1. Cambridge Neuropsychological Test Automated Battery (CANTAB) [baseline within 1-2 weeks of start of intervention, 1-2 week follow-up after intervention complete, 3-month follow up]

   The CANTAB is a battery consisting of highly sensitive, precise and objective measures of cognitive function. It includes tests of working memory, learning and executive function; visual, verbal and episodic memory; attention, information processing and reaction time; social and emotion recognition, decision making and response control.

2. Reading subtest of the Wide Range Achievement Test (WRAT) [baseline within 1-2 weeks of start of intervention, 1-2 week follow-up after intervention complete, 3-month follow up]

   The WRAT is an academic skills assessment which measures reading skills and provides an estimate of premorbid intellectual ability.

3. Questionnaire About the Process of Recovery (QPR) [baseline within 1-2 weeks of start of intervention, 1-2 week follow-up after intervention complete, 3-month follow up]

   The QPR was developed from service users' accounts of recovery from psychosis in collaboration with local service users.
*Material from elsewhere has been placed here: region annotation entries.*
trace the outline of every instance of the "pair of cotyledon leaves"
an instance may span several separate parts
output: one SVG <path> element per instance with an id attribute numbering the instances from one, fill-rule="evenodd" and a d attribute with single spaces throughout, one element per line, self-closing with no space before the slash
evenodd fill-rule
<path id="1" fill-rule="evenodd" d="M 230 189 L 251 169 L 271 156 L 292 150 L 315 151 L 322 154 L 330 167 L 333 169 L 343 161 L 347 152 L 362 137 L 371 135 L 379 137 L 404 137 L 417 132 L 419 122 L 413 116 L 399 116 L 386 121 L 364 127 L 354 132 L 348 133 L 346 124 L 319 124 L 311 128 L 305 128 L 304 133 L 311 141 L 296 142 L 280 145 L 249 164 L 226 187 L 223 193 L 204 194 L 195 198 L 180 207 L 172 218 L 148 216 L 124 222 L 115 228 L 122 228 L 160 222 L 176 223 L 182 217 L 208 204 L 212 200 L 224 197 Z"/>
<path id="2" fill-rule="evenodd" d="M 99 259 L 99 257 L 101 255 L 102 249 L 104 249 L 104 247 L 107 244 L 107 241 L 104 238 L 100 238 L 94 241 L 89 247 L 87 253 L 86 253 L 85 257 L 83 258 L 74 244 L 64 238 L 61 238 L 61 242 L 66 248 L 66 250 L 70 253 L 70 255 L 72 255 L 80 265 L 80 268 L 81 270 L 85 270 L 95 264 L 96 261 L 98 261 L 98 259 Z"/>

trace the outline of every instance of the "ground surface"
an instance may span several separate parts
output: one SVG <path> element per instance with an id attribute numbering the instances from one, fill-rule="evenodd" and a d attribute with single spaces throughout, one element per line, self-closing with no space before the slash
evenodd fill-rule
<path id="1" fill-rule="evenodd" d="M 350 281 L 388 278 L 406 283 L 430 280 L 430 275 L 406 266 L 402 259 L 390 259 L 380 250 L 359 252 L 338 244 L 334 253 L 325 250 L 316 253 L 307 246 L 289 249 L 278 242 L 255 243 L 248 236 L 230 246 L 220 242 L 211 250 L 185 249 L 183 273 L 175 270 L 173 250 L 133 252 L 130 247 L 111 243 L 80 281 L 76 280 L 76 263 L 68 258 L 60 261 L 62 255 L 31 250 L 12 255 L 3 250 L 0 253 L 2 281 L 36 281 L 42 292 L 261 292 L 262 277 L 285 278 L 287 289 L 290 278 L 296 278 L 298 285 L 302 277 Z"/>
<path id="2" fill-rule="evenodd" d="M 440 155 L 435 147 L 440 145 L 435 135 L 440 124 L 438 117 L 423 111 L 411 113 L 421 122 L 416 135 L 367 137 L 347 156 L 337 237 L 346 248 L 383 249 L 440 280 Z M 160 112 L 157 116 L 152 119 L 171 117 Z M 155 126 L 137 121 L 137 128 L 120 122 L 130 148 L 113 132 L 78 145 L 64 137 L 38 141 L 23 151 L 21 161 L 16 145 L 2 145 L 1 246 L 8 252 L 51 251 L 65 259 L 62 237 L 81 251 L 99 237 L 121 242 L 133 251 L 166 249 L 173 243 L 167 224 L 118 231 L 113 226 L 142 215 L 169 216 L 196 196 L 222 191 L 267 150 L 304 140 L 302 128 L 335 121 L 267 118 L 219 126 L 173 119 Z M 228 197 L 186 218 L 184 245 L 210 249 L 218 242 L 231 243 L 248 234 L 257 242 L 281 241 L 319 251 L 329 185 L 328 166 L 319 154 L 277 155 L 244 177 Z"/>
It asks people living with psychosis about aspects of recovery that are meaningful to them, and is strongly associated with general psychological wellbeing, quality of life and empowerment.

4. Brief Psychiatric Rating Scale (BPRS) [baseline within 1-2 weeks of start of intervention, 1-2 week follow-up after intervention complete, 3-month follow up]

   The BPRS measures psychopathology and symptom severity and is sensitive to changes in symptom levels

5. Quality of Life Enjoyment and Satisfaction Questionnaire (Q-LES-Q) [baseline within 1-2 weeks of start of intervention, 1-2 week follow-up after intervention complete, 3-month follow up]

   The Q-LES-Q is a sensitive measure of the degree of enjoyment and satisfaction experienced by subjects in various areas of daily functioning.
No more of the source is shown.